Street Fighters: The Last 72 Hours of Bear Stearns, the Toughest Firm on Wall Street by Kate Kelly, is the definitive account of a once-great firm's demise, and the human folly that led to the worst financial crisis since the 1930s.

With a style as riveting as it is enlightening, Street Fighters is the definitive account of a once-great firm's demise, and the human folly that led to the worst financial crisis since the 1930s.

Meet the street fighters of Bear Stearns . . .

Jimmy Cayne, chairman

The ultimate PSD, Cayne spent four decades at Bear, eventually becoming its public face. But his narrow approach to the business—combined with a penchant for frequent vacations and edgy behavior—eroded trust in the company when it was desperately needed.

Alan Schwartz, chief executive officer

A career investment banker, Schwartz was at a conference in Palm Beach when the run on his company took off. In the days that followed, he struck outsiders as a "deer in the headlights," unable to employ the savvy deal-making skills he had spent years honing.

Sam Molinaro, chief financial officer

The hopelessly disorganized CFO continued to assert that Bear's liquidity was strong, even as he privately feared the worst. Even with investors and lenders demanding answers, his hardest call to field came from his eldest daughter, who was crying after hearing of Bear's death spiral.

Alan "Ace" Greenberg, director and former CEO

He was a penny-pincher and an amateur philosopher whose careful management took the firm to dazzling heights. But after being unseated in a palace coup, he could only watch helplessly as his beloved firm crashed.

. . . and their adversaries:

Tim Geithner, president of the Federal Reserve Bank of New York

Baffled that other regulators had not seen Bear's problems coming, Geithner and a small group of associates faced the task of saving investors from financial Armageddon.
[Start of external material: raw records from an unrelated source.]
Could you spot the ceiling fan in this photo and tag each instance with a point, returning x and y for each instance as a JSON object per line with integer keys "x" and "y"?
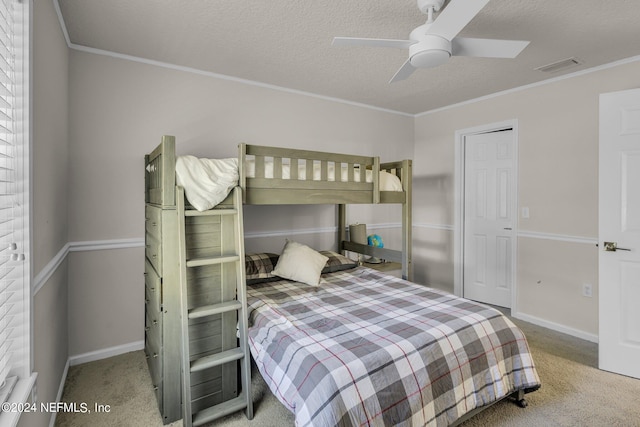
{"x": 433, "y": 43}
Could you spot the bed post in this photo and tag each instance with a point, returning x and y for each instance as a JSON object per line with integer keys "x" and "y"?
{"x": 242, "y": 173}
{"x": 342, "y": 227}
{"x": 407, "y": 263}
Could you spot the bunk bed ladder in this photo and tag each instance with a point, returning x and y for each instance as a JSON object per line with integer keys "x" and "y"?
{"x": 213, "y": 292}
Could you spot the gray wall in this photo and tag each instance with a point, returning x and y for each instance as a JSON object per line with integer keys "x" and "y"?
{"x": 50, "y": 182}
{"x": 558, "y": 181}
{"x": 95, "y": 117}
{"x": 119, "y": 109}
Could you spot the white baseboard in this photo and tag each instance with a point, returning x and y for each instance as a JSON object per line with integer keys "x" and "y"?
{"x": 104, "y": 353}
{"x": 63, "y": 379}
{"x": 556, "y": 327}
{"x": 92, "y": 356}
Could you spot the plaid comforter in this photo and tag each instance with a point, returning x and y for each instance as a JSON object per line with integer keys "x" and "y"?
{"x": 367, "y": 349}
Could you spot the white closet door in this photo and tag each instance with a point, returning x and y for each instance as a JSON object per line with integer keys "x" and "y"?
{"x": 489, "y": 217}
{"x": 619, "y": 217}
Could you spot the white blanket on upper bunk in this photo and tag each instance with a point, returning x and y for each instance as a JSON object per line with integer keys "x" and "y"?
{"x": 206, "y": 182}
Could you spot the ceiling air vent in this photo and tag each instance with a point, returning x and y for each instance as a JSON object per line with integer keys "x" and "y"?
{"x": 560, "y": 65}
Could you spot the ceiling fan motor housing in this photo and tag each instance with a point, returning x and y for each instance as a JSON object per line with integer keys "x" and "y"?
{"x": 430, "y": 52}
{"x": 425, "y": 5}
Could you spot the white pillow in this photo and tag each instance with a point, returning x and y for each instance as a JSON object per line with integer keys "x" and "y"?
{"x": 300, "y": 263}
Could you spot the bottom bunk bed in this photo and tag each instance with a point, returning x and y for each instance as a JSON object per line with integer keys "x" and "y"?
{"x": 359, "y": 347}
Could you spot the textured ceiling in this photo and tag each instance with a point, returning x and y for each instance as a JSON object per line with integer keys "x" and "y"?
{"x": 287, "y": 43}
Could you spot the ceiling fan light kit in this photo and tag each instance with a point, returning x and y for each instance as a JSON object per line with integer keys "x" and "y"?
{"x": 430, "y": 52}
{"x": 430, "y": 44}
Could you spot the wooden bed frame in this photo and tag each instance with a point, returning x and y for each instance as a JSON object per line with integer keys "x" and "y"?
{"x": 263, "y": 190}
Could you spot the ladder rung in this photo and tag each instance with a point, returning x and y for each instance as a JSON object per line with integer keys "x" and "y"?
{"x": 220, "y": 410}
{"x": 217, "y": 359}
{"x": 198, "y": 262}
{"x": 211, "y": 212}
{"x": 210, "y": 310}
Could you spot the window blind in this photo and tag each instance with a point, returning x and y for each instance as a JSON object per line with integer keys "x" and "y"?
{"x": 14, "y": 358}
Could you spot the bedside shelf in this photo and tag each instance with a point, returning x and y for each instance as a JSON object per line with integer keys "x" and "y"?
{"x": 387, "y": 267}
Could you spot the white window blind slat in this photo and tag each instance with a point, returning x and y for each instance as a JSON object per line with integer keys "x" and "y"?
{"x": 14, "y": 276}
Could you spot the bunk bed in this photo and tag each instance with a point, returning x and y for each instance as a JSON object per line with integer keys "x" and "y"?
{"x": 356, "y": 346}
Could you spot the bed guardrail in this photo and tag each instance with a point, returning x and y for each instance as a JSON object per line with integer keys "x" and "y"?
{"x": 273, "y": 175}
{"x": 160, "y": 173}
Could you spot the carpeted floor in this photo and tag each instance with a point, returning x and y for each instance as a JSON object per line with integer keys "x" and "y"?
{"x": 574, "y": 392}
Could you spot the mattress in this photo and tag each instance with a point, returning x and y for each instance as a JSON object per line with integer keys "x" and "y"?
{"x": 365, "y": 348}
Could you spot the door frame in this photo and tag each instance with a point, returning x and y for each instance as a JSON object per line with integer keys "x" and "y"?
{"x": 458, "y": 226}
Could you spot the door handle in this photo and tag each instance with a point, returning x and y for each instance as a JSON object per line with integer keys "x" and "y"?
{"x": 613, "y": 246}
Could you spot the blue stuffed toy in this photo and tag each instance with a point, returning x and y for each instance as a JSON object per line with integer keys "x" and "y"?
{"x": 375, "y": 240}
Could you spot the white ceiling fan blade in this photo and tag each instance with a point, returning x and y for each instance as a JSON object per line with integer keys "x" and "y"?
{"x": 405, "y": 71}
{"x": 356, "y": 41}
{"x": 455, "y": 16}
{"x": 487, "y": 48}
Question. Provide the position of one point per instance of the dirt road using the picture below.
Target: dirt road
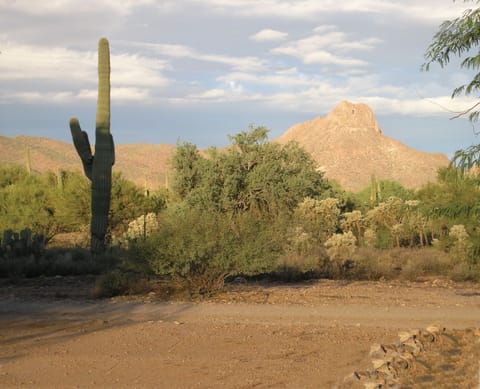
(252, 336)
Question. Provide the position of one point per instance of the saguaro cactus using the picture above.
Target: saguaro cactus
(98, 167)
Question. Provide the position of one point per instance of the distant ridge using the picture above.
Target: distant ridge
(140, 163)
(349, 146)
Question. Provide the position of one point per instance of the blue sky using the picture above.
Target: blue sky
(198, 70)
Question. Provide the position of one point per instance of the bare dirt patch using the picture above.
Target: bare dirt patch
(308, 335)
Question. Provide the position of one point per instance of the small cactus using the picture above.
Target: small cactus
(98, 167)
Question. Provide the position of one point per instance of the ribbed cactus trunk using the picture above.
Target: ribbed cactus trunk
(98, 167)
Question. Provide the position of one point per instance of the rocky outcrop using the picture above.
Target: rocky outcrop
(349, 147)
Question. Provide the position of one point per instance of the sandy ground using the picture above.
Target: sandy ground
(252, 336)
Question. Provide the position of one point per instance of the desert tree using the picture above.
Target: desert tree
(460, 38)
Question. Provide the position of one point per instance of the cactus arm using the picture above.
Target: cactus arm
(98, 167)
(82, 145)
(104, 153)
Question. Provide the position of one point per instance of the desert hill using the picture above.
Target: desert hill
(349, 146)
(137, 162)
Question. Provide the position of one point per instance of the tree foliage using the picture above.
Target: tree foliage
(252, 175)
(459, 38)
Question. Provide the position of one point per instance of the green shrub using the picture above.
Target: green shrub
(201, 248)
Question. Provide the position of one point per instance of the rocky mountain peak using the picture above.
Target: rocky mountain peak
(354, 117)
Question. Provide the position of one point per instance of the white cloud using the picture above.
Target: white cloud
(59, 7)
(268, 35)
(428, 11)
(131, 76)
(319, 48)
(241, 63)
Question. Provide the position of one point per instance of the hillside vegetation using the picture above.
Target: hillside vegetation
(255, 209)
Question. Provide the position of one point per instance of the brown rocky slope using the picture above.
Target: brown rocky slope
(347, 144)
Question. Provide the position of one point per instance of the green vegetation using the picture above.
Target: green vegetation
(255, 209)
(460, 38)
(98, 167)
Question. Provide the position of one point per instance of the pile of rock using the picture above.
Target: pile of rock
(429, 358)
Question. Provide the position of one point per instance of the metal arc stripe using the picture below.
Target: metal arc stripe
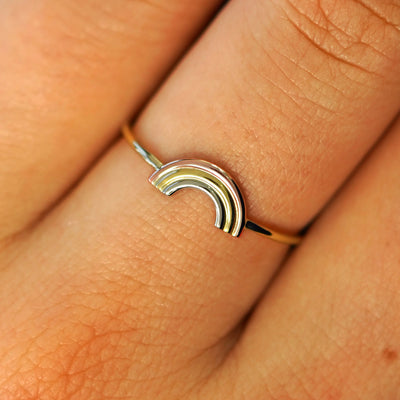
(211, 179)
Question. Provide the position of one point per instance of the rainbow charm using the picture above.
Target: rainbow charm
(215, 182)
(207, 177)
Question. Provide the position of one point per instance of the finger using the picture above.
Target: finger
(286, 174)
(329, 326)
(70, 73)
(161, 257)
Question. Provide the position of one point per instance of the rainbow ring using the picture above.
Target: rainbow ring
(212, 180)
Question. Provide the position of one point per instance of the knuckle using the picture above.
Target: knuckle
(350, 33)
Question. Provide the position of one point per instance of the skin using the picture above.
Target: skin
(111, 290)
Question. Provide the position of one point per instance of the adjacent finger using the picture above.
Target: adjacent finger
(71, 72)
(288, 161)
(329, 326)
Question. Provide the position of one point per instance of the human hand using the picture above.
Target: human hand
(111, 291)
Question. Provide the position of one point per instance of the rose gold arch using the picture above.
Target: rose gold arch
(215, 182)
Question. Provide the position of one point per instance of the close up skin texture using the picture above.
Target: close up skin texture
(112, 291)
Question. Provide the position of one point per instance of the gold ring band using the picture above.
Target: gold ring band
(215, 182)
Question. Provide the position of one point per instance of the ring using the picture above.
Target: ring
(215, 182)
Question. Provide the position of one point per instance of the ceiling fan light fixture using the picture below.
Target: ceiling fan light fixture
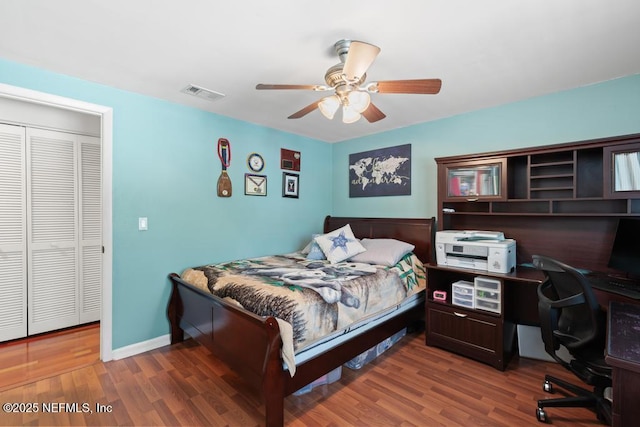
(349, 114)
(329, 105)
(358, 100)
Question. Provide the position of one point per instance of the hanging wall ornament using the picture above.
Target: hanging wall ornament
(224, 182)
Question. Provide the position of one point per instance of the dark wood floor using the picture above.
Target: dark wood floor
(409, 385)
(27, 360)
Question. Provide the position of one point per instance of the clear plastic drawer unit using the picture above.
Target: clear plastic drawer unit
(462, 294)
(487, 294)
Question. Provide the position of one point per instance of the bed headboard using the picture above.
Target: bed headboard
(419, 231)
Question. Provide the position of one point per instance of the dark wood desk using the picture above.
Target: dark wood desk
(623, 355)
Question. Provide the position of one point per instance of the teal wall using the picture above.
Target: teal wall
(165, 167)
(605, 109)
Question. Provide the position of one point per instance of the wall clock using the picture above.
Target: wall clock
(255, 162)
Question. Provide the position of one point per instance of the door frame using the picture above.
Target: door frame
(106, 135)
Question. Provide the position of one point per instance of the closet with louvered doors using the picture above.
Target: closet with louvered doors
(50, 230)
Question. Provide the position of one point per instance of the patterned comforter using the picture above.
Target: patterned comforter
(315, 297)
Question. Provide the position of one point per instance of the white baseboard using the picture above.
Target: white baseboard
(141, 347)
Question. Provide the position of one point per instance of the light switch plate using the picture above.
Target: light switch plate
(142, 223)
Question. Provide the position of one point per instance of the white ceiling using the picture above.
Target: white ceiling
(487, 52)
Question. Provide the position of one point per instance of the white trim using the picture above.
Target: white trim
(27, 95)
(141, 347)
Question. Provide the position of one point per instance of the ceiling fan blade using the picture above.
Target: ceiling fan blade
(420, 86)
(360, 57)
(306, 110)
(373, 114)
(262, 86)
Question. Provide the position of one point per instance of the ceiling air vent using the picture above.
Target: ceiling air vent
(200, 92)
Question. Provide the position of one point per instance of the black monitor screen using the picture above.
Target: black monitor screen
(625, 254)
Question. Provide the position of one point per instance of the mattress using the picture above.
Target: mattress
(319, 300)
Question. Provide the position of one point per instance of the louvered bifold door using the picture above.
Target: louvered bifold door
(52, 229)
(13, 234)
(90, 229)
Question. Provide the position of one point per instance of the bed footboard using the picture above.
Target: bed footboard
(247, 343)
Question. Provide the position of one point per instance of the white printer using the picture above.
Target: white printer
(480, 250)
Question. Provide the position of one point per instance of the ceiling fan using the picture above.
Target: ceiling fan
(347, 80)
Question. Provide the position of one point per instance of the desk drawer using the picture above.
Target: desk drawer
(464, 328)
(467, 332)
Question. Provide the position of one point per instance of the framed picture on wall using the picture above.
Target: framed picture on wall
(255, 185)
(290, 185)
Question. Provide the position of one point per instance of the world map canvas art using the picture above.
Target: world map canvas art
(382, 172)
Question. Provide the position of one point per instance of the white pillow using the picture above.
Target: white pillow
(340, 244)
(386, 252)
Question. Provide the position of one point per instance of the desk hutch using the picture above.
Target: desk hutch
(562, 201)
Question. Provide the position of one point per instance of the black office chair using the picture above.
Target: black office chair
(571, 316)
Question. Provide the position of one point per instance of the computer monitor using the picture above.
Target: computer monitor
(625, 253)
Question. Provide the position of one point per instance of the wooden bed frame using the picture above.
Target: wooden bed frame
(251, 344)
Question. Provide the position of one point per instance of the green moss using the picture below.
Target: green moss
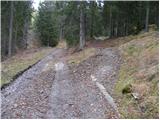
(132, 52)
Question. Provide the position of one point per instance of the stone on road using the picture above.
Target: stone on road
(52, 89)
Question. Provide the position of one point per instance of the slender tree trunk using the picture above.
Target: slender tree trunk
(25, 32)
(92, 18)
(147, 17)
(82, 27)
(110, 22)
(61, 33)
(10, 30)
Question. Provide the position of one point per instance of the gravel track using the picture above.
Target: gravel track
(58, 90)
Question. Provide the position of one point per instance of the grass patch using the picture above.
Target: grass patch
(20, 62)
(138, 70)
(78, 57)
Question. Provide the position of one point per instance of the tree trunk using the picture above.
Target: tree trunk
(92, 19)
(82, 27)
(110, 22)
(10, 30)
(147, 17)
(25, 32)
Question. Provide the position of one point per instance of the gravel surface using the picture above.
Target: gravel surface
(53, 89)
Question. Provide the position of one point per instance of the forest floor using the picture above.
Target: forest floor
(99, 82)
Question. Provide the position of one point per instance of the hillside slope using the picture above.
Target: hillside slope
(137, 87)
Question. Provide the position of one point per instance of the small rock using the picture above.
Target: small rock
(135, 95)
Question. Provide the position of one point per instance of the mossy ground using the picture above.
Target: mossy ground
(140, 70)
(78, 57)
(20, 62)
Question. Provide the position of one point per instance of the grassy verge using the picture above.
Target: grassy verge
(78, 57)
(20, 62)
(137, 87)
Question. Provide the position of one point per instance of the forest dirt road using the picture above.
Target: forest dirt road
(54, 89)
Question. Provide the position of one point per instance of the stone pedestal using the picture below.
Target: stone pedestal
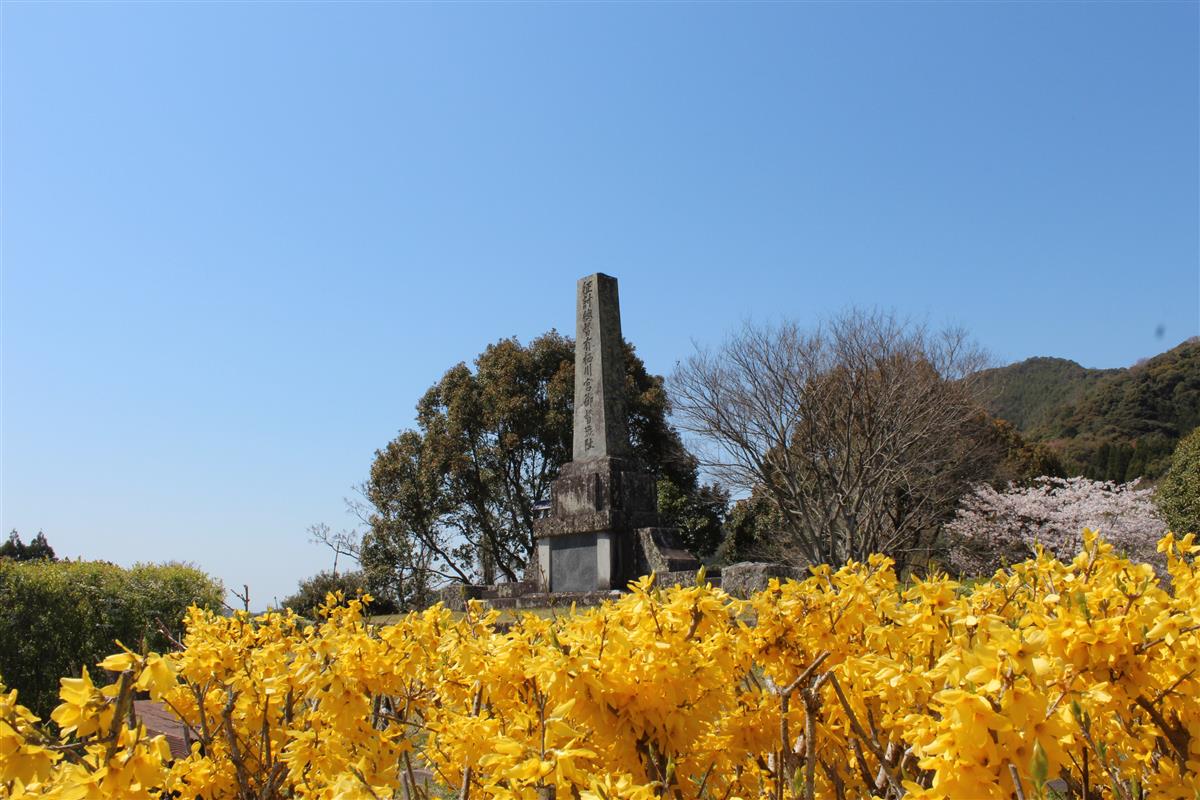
(587, 542)
(603, 498)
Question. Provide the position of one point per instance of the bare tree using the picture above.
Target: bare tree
(343, 542)
(863, 433)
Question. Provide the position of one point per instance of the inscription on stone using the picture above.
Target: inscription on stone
(573, 563)
(599, 371)
(587, 317)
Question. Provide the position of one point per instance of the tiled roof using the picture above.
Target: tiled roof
(160, 720)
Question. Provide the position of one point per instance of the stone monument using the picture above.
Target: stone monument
(603, 529)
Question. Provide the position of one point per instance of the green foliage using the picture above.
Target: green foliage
(311, 593)
(1030, 394)
(1179, 493)
(457, 497)
(749, 528)
(1110, 425)
(60, 617)
(39, 549)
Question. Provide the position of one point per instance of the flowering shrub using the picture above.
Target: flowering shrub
(1051, 679)
(993, 529)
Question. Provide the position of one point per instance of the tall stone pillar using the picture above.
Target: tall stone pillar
(601, 497)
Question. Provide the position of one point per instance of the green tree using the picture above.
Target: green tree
(1179, 493)
(39, 549)
(60, 617)
(311, 593)
(456, 498)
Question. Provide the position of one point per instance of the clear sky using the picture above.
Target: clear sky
(240, 240)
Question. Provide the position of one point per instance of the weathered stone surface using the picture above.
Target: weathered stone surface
(573, 563)
(744, 578)
(687, 578)
(600, 426)
(599, 494)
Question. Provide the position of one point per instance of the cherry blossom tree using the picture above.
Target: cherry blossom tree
(994, 528)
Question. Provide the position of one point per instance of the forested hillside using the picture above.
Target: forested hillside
(1104, 423)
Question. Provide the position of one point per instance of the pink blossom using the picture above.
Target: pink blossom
(991, 528)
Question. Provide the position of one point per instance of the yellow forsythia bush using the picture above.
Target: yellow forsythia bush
(1072, 680)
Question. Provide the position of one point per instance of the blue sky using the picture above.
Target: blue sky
(240, 240)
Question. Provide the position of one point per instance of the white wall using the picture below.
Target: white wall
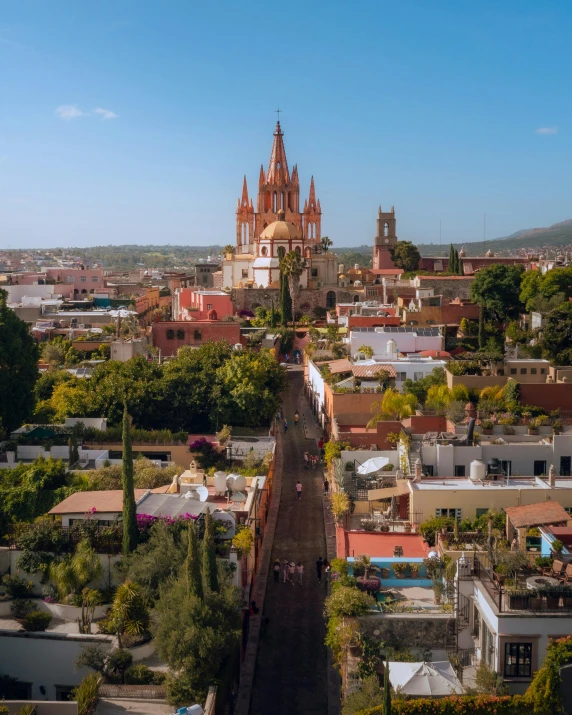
(45, 658)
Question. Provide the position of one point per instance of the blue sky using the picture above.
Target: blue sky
(444, 109)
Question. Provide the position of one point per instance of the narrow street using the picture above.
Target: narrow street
(291, 667)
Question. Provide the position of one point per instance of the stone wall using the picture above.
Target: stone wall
(409, 630)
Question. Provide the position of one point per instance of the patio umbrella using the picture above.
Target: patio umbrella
(372, 465)
(425, 679)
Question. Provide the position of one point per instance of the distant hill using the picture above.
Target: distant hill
(547, 241)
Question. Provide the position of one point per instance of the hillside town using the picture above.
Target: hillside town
(272, 472)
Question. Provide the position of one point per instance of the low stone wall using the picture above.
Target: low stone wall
(410, 630)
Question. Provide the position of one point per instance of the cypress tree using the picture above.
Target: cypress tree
(210, 572)
(193, 564)
(451, 267)
(130, 532)
(386, 690)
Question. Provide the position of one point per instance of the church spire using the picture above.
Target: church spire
(278, 166)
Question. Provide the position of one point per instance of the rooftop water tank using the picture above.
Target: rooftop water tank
(477, 471)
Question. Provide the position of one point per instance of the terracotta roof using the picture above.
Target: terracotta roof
(537, 514)
(105, 501)
(372, 370)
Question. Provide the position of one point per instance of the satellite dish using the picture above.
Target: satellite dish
(202, 493)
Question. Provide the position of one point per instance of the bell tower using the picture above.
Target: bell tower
(385, 239)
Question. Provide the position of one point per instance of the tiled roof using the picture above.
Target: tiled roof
(372, 370)
(550, 512)
(104, 501)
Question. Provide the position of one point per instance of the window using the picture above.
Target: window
(517, 660)
(451, 513)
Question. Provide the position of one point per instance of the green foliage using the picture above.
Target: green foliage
(405, 255)
(37, 621)
(18, 368)
(210, 570)
(497, 288)
(556, 338)
(86, 693)
(130, 532)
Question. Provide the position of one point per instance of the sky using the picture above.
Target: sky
(134, 121)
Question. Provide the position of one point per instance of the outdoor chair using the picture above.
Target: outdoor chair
(555, 570)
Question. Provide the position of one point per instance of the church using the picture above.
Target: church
(278, 226)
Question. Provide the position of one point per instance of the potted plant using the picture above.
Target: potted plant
(500, 574)
(438, 591)
(400, 568)
(487, 426)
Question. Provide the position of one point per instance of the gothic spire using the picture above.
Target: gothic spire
(278, 166)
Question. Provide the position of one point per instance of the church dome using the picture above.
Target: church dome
(281, 229)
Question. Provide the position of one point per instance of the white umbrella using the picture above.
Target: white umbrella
(372, 465)
(425, 679)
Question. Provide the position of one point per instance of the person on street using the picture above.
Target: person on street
(319, 567)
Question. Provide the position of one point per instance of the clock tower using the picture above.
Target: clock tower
(385, 239)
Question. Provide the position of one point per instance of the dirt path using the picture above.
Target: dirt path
(291, 668)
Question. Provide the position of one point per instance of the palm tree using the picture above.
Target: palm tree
(292, 267)
(393, 406)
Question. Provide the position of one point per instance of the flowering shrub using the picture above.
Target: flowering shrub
(369, 585)
(463, 705)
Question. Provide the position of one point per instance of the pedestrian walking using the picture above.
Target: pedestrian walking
(285, 570)
(319, 567)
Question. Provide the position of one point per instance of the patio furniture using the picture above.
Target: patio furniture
(555, 570)
(535, 582)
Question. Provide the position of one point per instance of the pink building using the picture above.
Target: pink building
(192, 304)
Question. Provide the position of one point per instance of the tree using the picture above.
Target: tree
(393, 406)
(129, 614)
(292, 266)
(405, 255)
(497, 289)
(130, 532)
(556, 339)
(193, 564)
(18, 368)
(210, 569)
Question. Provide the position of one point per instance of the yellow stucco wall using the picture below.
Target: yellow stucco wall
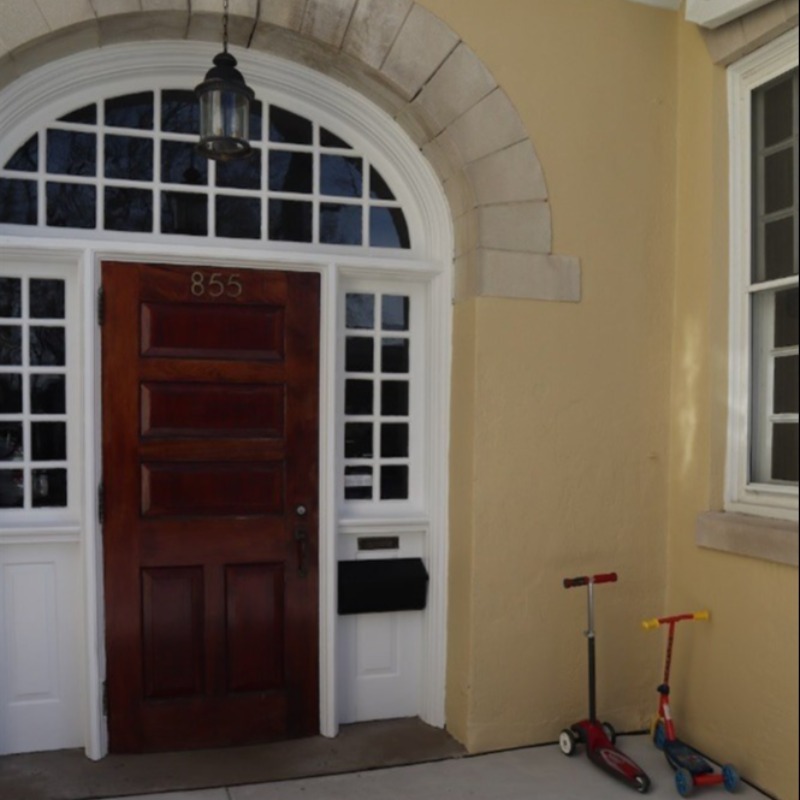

Hank Paulson, Treasury secretary

Irate over Bear's myopic management, the Treasury secretary wanted company officials to pay for their greed and inattention. But to prevent disaster in the markets, he encouraged an unheard-of government bailout at odds with his own principles.

Jamie Dimon, CEO of J.P. Morgan Chase

Buying Bear was the most wrenching deal of this shrewd and sharp-tongued executive's career. To capture a coveted collection of businesses, he went mano a mano with both Bear and the federal government.